In a previous post about cement and its components, we mentioned that there are four compounds of cement. They are:
Silicates
- Alite, C3S
- Belite, C2S
Aluminates
- Tricalcium aluminate, C3A
- Calcium alumino ferrite, C4AF
Portland Cement Hydration
The hydration reaction between cement and water happens in such a way that the calcium silicate and aluminate phases react with water to give hydrated phases. These solid hydrate phases occupy larger volume than the original un-hydrated particles. The result of this hydration reaction is the cement paste which when hardened gives a mass with strength.
In this article, the hydration of silicates and aluminates would be discussed.
Hydration of Silicate Phases
Both C3S and C2S react with the added water during mixing to produce an amorphous calcium silicate hydrate (C–S–H) gel. This gel is the main glue which holds aggregates together to form concrete. Comparing both of them, C3S is much more reactive than C2S (reaction rate is faster).

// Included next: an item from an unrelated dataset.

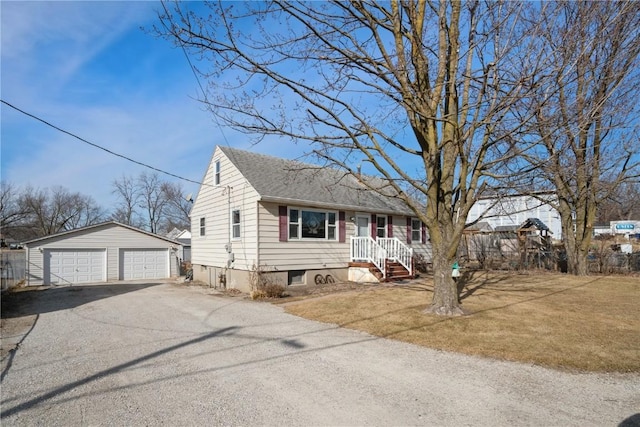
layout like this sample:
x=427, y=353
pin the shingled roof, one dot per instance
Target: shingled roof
x=288, y=181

At 20°C, about 50% of the C3S present in cement will be hydrated by 3 days and 80% by 28 days. On the other side, after about 14 days, the hydration of C2S will proceed to a significant extent.
Although one can notice from the chemical notation that ratio between calcium to silicates in C3S and C2S is 3:1 and 2:1 respectively, the C–S–H produced by the hydration of both silicates has a typical Calcium to Silicate (Ca / Si) ratio of approximately 1.7. The excess calcium precipitates as calcium hydroxide (CH) crystals. The following equations indicates the hydration reactions:
C3S + 4.3H ⇒ C1.7SH3 + 1.3CH
C2S + 3.3H ⇒ C1.7SH3 + 0.3CH
It is worth mentioning that there is a very important property of C3S which gives the concrete enough time to be placed and compacted before setting and hardening begins. This property is that after the initial reaction with water, C3S passes through a dormant period where reaction appears to be suspended.
Hydration of C3A and C4AF
There are some Lab studies on the hydration on these phases. In these experiments, lab-prepared C3A and C4AF reacts with water either alone or in the presence of calcium sulfate “gypsum” and calcium hydroxide. However, the findings should be thought of carefully as the composition of the aluminate phases in industrial clinker differs considerably from that in synthetic ones.
If soluble calcium sulfate is not involved in the reaction, C3A reacts very rapidly to produce C2AH8 and C4AH19 which subsequently convert to C2AH6. This is a rapid reaction with release of heat. But if finely ground gypsum (CaSO4·2H2O) is blended with the C3A before the water is added, gypsum controls the reaction development by forming a protective layer of ettringite on the surface of the C3A crystals:
C3A + dissolved calcium (Ca2+) + dissolved sulfate (SO42–) + water ⇒ ettringite
C3A + 3C + 3S + 32H ⇒ C3A·3CS ·32H where S stands for SO3 and H is H2O
Thus, the more the gypsum is hydrated and dissolute, the more available supply of calcium and sulfate ions will be and the more effective control of C3A hydration will be. However, in most commercial Portland cements, the amount of sulfate available to keep the formation of ettringite is not sufficient. What happens when the available sulfate has been consumed is that ettringite reacts with C3A to form a phase with a lower SO3 content known as monosulfate:
C3A·3CS· 32H + 2C3A + 4H ⇒ 3(C3A·CS ·12H)
Regarding C4AF, studies showed that its hydration is analogous to that of C3A but proceeds more slowly. The iron enters into solid solution in the crystal structures of ettringite and monosulfate substituting for aluminium.